Do we thank Germans, pagans, or Christians for the Easter Bunny and those chocolate eggs?
Saturday night before Easter Sunday, kids--and let's face it, adults, too--fall asleep to dreams of a hoppy messenger delivering candy eggs to baskets placed by the fireplace with care. But how did a cotton-tailed, non-egg laying hare come to be a symbol of this holiday?
Legends date the tale of the Easter Bunny back to its origins as a European pagan tradition that celebrated the goddess of spring, Eostre (also written Eastre and conveniently pronounced like the Easter holiday). Worshippers held a festival in honor of the goddess around the spring equinox, which meant the party date shifted slightly each year, similar to the Easter of today.
Eostre's ancient symbol was chosen as a rabbit presumably because the animal usually gives birth in the springtime when the weather is warm. With their incredibly high reproductive rates, rabbits also signify fertility.
A single mother cat is projected to produce up to 40,000 progeny in seven years, but rabbits blow that out of the litter box. In comparison, one female rabbit can produce nearly 185 billion offspring in the same amount of time. See why spaying and neutering is so important?
It would make sense, then, that this incredible rate of fertility brought about Easter eggs, since eggs themselves can signify new life--much like the spring season or the Christian belief in the resurrection of Jesus Christ. In fact, the female hormone estrogen is derived from Eostre's name. Is it really that much of a jump to make these Easter eggs chocolate candy eggs?

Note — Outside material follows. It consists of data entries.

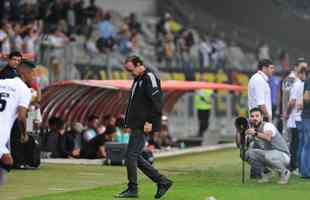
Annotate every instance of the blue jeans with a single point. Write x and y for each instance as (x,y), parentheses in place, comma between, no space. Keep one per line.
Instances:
(305,149)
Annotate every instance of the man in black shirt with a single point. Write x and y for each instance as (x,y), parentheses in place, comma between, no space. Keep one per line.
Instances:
(142,117)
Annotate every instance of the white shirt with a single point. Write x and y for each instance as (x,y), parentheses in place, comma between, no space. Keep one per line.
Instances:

Some find that Easter eggs commemorate the 13th-century Christian tradition of omitting eggs from the diet during Lent, feasting on them in the Easter morning. Russians in the 19th century reportedly gifted bedazzled eggs to each other on Easter.
Others believe it was the immigration of Germans to America in the 1700s that brought the egg-laying rabbit tradition overseas. Historically, German immigrant children prepared nests the night before the holiday for the bunny to place its colorful eggs, as long as the youth were good that year. Much like American well-behaved children leave a plate of cookies out for Santa Claus and carrots for his reindeer, 18th-century German kids keep a plate of carrots out for the Easter Bunny--in case he needs to refuel after all that bouncing.

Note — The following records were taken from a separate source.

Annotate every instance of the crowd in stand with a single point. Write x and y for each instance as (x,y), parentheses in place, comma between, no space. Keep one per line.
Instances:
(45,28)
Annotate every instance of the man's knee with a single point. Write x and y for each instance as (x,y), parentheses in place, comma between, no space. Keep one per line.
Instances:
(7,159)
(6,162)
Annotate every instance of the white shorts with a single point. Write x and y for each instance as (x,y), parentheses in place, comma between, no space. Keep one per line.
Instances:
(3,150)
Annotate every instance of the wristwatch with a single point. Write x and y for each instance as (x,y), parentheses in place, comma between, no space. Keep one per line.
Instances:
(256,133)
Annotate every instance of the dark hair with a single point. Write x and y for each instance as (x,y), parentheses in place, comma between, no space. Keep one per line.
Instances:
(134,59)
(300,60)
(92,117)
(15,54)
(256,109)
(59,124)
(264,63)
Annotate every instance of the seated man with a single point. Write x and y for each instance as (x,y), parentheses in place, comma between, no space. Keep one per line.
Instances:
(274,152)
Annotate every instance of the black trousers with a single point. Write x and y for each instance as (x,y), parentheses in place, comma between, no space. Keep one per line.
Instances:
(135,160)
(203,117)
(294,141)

Not all countries have the Easter Bunny. Switzerland has a cuckoo bird, Australia has the rabbit-like bilby, and parts of Germany celebrate with a fox. But in the United States, we have a floppy-eared hippity-hop bunny rabbit that brings painted eggs in Easter baskets. From eggs hatch yellow chicks... or ducks... or geese, and so evolved the practice of giving feathered babies in the Easter season.
The chocolate and Easter egg hunts are just an added bonus.